Quem sabe um dia, quando tivesse notícia da morte do irmão de Sansa, Sandor não voltaria para proteger a menina.

***

Quando chegaram na Estalagem do Estroncamento, Sansa logo colocou seu capuz, rezando aos Deuses Antigos para que não reconhecessem nem ela, nem Sandor.

Eles pararam nos estábulos e Sansa acompanhou Sandor para guardar Estranho.

– Fique sempre perto de mim! – ordenou Sandor.

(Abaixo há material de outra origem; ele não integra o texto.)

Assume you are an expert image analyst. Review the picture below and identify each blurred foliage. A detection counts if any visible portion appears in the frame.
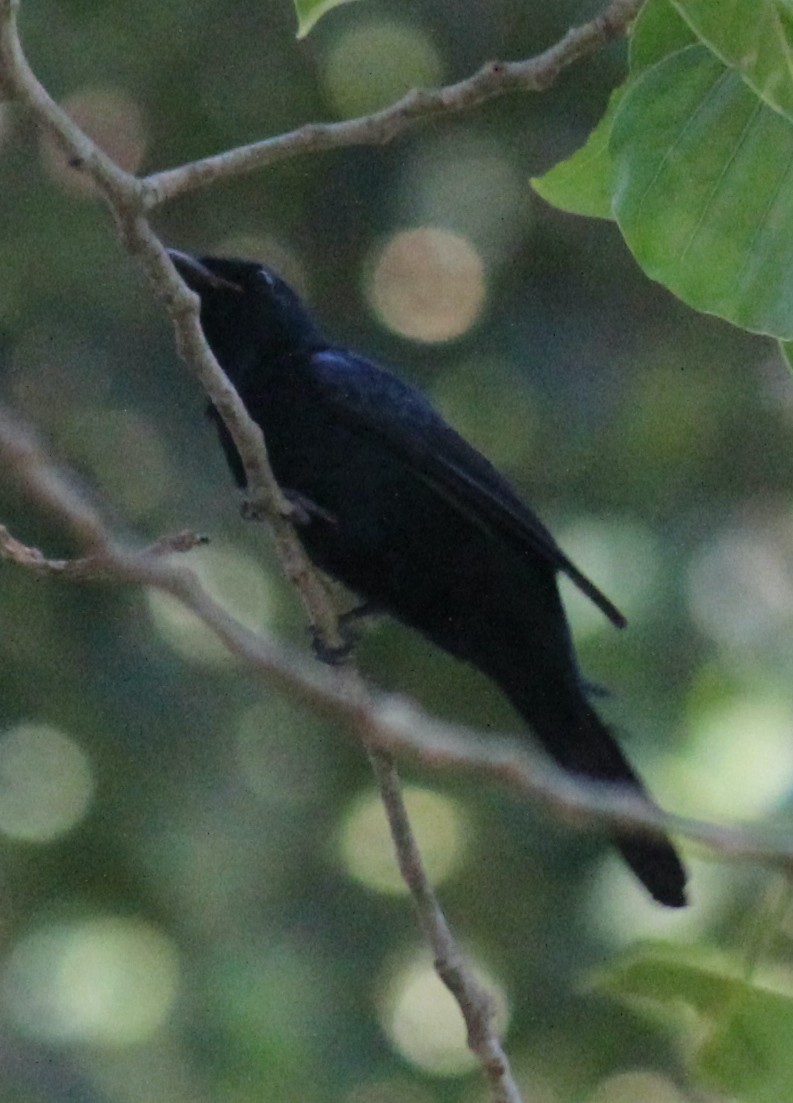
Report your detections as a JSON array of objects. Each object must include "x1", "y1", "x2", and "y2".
[
  {"x1": 0, "y1": 0, "x2": 793, "y2": 1103},
  {"x1": 536, "y1": 0, "x2": 793, "y2": 340}
]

Sansa estava sempre de cabeça baixa enquanto andavam. O lugar não estava tão movimentado quanto esperava e agradeceu intensamente por isso.

Sandor pediu por um quarto e o homem rechonchudo que estava atrás do balcão na recepção da cantina esbravejou que havia apenas cama de casal. Sansa reparou que o Cão a olhou por um instante, mas ela não o fez de volta. Ele pediu pelo quarto, sem esperar por uma resposta de Sansa.

Chegaram aos quartos, no movimentado segundo andar. O quarto ficava numa ponta do local, bem afastado das escadas e da movimentação e ruídos. Sansa se surpreendeu com a grandeza do quarto, diferente dos quartos das outras estalagens. A cama de casal tinha um dossel com madeira ornamentada e mosquiteiroS finos de cor azulada. Próximo à lareira, estava uma poltrona. Do outro lado do quarto, estava um biombo com uma banheira atrás. O quarto tinha uma sacada, logo em frente à poltrona, a porta ficava na mesma parede que a cama era encostada. Um armário grande próximo à banheira e uma mesa com duas cadeiras perto da lareira. A decoração era confortável, com velas por todo canto, flores frescas que emanavam um perfume suave.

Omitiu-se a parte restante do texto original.